FH dev diary #4 – Managing Scenes, getting assets, drawing paths

Hello hello and welcome to another dev diary 4. A little over a week since the last one, but I have put in some significant progress to this week’s goals. So, the juicy behind-the-scenes screenshots and early footage you will see will be pretty different from the previous post’s.

During this last week, I wanted to tackle two things: start exploring other sprite work assets available out in the world of itch.io to use for prototyping a “feel,” and the Scene Manager system.

During this time, I was also working with a immensely talented artist recruited and commissioned to get a basic character sheet and usable portrait of one of the first characters you will interact with – Miyuki!

No AI Training

(Commission done by the talented DatNeme: https://datneme.carrd.co/#)

Miyuki is your aunt-in-law and spends most her days operating the town’s local general store. I am super stoked to see the vision I had come to life in this way and can’t wait to get the art-train going even further as this little hobby-project grows into something more.

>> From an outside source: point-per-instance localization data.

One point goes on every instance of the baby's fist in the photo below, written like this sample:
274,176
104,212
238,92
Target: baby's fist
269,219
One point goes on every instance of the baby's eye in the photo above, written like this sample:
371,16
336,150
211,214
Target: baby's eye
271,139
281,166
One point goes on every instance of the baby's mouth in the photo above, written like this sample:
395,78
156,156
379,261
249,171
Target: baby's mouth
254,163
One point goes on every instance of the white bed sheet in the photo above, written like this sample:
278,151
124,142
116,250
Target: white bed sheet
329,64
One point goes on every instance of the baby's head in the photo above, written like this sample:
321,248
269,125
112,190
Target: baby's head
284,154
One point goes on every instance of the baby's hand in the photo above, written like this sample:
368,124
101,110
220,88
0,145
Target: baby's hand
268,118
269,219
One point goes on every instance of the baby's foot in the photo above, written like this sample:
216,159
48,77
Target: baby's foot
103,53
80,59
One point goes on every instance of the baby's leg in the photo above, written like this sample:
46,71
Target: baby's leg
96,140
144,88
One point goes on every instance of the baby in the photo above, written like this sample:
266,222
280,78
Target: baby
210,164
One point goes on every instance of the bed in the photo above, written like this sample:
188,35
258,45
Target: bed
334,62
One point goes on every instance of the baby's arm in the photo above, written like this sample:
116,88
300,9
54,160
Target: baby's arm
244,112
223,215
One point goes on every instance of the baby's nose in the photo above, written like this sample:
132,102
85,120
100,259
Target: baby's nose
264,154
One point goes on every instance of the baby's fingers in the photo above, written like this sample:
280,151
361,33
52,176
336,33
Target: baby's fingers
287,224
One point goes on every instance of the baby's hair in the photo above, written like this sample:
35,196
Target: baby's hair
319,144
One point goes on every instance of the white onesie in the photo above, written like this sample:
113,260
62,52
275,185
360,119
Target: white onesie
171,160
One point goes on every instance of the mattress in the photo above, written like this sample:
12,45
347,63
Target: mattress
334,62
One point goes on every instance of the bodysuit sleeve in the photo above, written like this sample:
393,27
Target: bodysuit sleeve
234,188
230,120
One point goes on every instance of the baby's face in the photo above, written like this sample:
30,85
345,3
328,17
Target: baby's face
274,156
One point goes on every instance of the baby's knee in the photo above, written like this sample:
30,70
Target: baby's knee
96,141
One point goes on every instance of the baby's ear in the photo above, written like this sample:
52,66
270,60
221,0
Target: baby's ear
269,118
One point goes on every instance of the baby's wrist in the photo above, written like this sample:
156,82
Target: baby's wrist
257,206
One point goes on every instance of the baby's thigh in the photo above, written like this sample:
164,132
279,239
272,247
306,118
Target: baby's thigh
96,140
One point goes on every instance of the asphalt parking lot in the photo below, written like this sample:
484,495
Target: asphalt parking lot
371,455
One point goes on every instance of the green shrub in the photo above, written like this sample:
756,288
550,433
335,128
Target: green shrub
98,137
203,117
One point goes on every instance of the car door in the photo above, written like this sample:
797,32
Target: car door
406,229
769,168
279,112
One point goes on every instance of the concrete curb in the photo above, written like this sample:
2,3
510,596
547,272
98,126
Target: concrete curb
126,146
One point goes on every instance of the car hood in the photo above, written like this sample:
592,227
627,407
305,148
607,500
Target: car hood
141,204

Additionally, I have tried out the Memao Sprite Sheet Creator. This specific tool (which I can recommend for other indie devs needing some assets asap) helps you make overworld sprites with a variety of options. They have extended it to allow custom assets and connect them via JSON but 1) I am no artist (best I can do is draw poopy maps) and 2) I have other things to do right now. But it’s a cool little program and the style of overworld sprite is definitely the type of thing I am looking to utilize.

The strip image imported in GameMaker is a little wonky with how it builds the cells to cut out from so I have had to manually export a sheet for each movement and its direction to avert this.

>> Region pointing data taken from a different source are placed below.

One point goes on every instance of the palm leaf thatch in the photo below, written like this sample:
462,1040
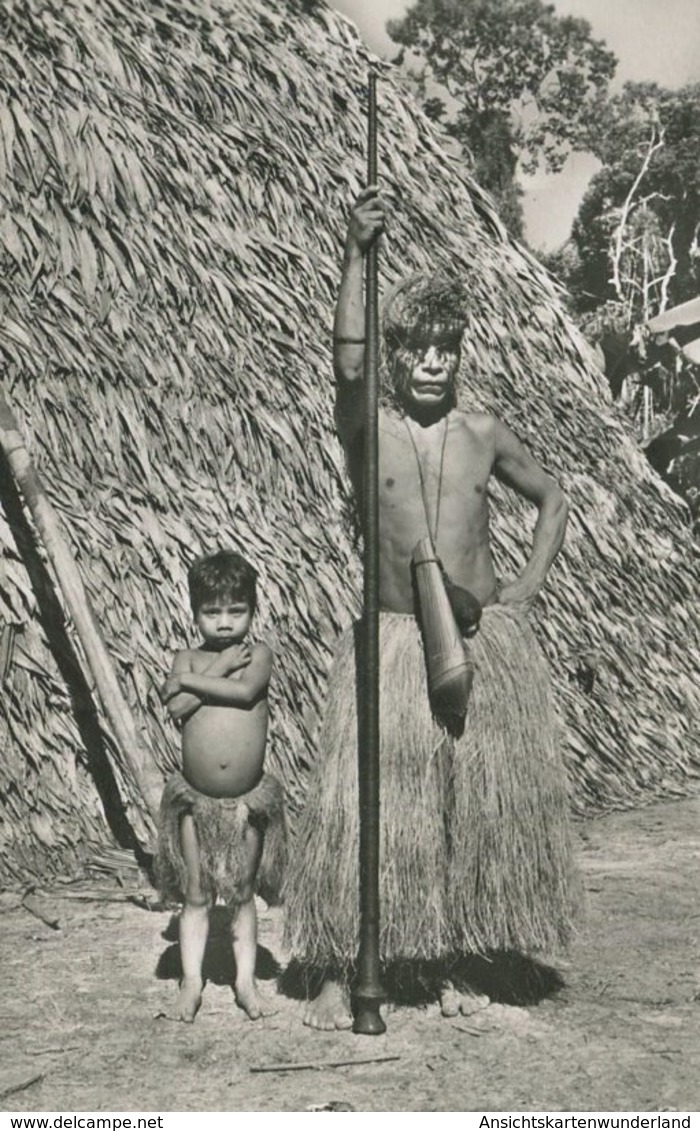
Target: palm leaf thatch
175,178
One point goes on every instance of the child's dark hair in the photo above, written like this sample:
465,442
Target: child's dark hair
224,573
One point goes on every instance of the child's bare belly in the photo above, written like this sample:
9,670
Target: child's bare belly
223,749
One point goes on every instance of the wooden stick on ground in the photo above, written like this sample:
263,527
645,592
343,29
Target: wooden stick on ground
299,1065
136,761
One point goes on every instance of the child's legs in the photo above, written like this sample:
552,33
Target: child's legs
244,925
195,916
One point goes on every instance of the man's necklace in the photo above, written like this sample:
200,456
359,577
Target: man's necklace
433,537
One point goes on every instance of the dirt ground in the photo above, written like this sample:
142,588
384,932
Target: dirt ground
80,1029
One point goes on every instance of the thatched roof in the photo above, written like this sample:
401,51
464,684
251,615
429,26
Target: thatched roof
176,178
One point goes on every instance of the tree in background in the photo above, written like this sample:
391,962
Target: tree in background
634,252
513,83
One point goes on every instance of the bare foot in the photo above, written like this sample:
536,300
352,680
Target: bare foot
189,1000
461,1001
250,999
330,1010
449,1000
471,1002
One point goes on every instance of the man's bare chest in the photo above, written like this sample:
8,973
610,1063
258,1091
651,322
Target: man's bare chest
442,467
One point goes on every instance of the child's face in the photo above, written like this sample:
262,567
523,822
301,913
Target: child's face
223,621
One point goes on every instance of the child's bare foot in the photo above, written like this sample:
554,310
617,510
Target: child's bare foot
189,1000
255,1003
330,1010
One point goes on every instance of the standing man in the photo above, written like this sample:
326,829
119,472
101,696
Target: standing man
475,853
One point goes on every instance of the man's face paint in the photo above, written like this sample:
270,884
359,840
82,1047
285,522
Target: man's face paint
423,368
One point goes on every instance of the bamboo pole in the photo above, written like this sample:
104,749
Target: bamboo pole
136,762
368,991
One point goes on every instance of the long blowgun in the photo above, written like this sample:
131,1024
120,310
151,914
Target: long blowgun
368,992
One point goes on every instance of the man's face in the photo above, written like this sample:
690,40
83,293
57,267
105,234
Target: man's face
223,621
431,379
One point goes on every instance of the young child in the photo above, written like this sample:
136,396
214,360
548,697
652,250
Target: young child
222,829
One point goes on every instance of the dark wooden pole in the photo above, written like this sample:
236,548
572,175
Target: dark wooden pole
368,992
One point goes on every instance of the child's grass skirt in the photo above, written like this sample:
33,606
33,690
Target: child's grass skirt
221,825
475,852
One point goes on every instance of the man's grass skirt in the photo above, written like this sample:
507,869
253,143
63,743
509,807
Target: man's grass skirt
221,825
475,853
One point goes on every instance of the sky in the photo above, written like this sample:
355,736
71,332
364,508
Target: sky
654,41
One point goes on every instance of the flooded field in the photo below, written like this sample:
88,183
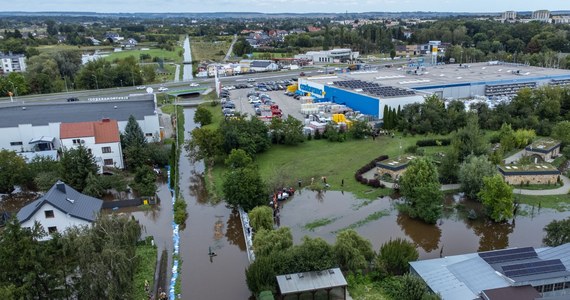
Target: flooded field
454,234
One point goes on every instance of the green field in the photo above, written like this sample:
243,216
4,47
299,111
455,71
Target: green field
203,50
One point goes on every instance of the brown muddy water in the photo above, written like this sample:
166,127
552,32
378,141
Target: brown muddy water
454,234
209,226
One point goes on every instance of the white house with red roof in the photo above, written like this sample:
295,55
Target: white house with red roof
101,138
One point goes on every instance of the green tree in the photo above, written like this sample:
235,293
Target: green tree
76,165
244,187
497,196
353,252
471,174
268,242
205,144
557,233
261,217
12,170
395,256
238,159
360,129
420,188
203,116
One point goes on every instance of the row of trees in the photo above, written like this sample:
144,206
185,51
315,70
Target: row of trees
97,262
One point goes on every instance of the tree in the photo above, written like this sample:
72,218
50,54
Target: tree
204,144
268,242
353,252
261,217
471,174
557,233
244,187
238,159
76,165
133,135
497,196
395,255
420,188
12,170
203,116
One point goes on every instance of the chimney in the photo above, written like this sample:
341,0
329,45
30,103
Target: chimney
60,186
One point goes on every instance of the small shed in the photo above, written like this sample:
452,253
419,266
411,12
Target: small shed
291,285
545,148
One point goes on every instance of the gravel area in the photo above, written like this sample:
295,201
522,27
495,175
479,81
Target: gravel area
289,105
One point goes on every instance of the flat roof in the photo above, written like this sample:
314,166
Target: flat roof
310,281
450,75
536,168
38,114
543,144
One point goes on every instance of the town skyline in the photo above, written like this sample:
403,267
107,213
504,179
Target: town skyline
281,6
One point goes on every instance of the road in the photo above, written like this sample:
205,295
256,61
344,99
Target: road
231,49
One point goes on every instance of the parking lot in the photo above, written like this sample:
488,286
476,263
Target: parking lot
287,104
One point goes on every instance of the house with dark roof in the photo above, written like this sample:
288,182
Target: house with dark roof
60,208
517,273
101,138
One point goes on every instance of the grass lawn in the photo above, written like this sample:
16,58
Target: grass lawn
146,256
557,202
207,50
168,56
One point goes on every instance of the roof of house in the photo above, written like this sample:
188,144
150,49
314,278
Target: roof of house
310,281
526,292
81,111
465,276
104,131
67,200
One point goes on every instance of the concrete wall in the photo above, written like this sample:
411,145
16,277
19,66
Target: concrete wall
61,220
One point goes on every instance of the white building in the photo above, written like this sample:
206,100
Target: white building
330,56
12,63
60,208
101,138
541,15
36,127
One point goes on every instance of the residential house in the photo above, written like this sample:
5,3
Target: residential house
101,138
499,274
60,208
12,63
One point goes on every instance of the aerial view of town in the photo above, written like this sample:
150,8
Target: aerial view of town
261,150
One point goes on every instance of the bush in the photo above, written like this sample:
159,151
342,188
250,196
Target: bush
433,142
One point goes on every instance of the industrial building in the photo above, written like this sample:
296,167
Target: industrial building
369,91
519,273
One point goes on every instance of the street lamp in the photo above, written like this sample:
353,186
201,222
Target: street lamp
96,82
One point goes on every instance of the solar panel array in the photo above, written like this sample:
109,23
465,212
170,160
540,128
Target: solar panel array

I also set up a second room to test how rigging up additional characters, spaces, and paths feel. Also peep the debugging system – you’ll see the masking box on the sprite’s foot. This was a side implementation I did in the middle of the room test because I got tired of manually setting the masking boxes to the characters each time I change the sprites. It’s been a game changer.

Now we move on to part two:

The SceneManager script

The video above at the start shows a crude “scene” in FH. This is all done by a script in run-time. I know, I know. I have heard that you can use Sequences in GameMaker, and maybe in the future that will be the best route. But for absolute control, I have taken the path of setting up another constructor that feeds off a registry file that has the nodes that build a scene.

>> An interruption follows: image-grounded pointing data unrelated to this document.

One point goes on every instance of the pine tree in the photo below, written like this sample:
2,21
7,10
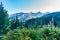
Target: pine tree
15,23
4,20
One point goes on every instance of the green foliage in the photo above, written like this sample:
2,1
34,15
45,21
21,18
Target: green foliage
4,20
45,33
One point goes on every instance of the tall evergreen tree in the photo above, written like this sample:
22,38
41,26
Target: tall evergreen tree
4,19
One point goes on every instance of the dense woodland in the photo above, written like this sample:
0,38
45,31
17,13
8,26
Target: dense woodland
43,28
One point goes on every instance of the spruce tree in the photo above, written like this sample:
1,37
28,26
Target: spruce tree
4,20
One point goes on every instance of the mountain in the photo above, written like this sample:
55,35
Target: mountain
26,16
53,17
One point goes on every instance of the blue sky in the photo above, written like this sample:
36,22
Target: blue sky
14,6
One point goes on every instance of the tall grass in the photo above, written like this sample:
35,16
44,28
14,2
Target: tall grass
45,33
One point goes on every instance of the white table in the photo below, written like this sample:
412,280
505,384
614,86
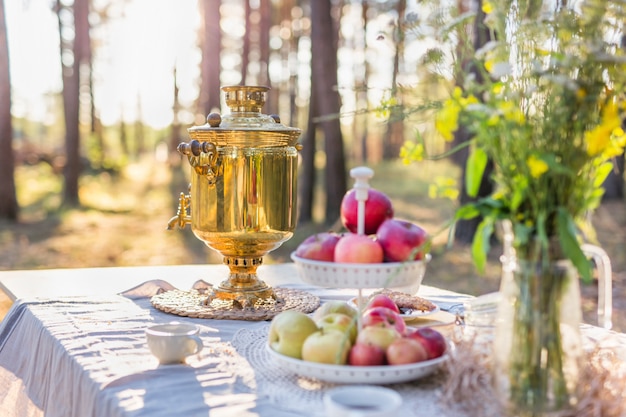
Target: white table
71,346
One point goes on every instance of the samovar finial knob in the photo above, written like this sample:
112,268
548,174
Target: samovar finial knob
214,119
245,99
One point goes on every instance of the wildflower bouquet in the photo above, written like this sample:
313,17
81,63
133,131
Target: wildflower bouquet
547,110
545,106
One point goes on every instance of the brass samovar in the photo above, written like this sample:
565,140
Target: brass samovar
242,196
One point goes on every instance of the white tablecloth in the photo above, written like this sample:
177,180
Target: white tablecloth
87,356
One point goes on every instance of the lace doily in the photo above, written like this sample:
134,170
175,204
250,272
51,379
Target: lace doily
191,304
302,395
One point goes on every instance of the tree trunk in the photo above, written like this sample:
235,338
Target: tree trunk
265,26
79,47
8,201
306,182
211,66
324,82
394,135
245,50
465,229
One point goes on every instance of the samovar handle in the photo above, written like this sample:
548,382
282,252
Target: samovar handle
202,157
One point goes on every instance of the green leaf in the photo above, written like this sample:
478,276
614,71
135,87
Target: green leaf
566,230
481,243
474,170
466,212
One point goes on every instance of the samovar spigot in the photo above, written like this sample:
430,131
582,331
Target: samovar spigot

This registry file essentially lets you write out the structs of each node or “step” of a scene, and its main action. These are move_path, move, expression, and dialogue. Right now, my test prologue scene is using paths drawn in the room that get called by the SceneManager when it reads the structure:

This is a view of the pathing in that room for this scene. I might re-think some of this system, because having to draw all the paths for each scene that would take place on each map seems like it will be chaos for the room editor in the future. Perhaps I’ll just set a point and have the SceneManager use the same logic from the AIController to draw a path in run-time? I dunno, but this is what I have so far.

And it works! It’s crude, and it took a few hours of debugging other systems. DialogueManager needed to understand the difference between when it was running in a scene versus in game-time. This is because when a scene flips, the in-game clock and all AI schedules pause and stay that way till it is flagged as finished. I had it designed to work with an “InteractionManager” which I failed to account for – so there was some tomfoolery to get it all fixed. So now I can have it distinguish between in-game dialogue and scenes.

Anyways, to cut it shorter – that’s the progress within the last week and some change. We’re moving at a good pace – once I get all these foundational systems set and polished off, I’ll feel more confident to start spending more dedicated time to writing (dialogue, characters, quests etc.).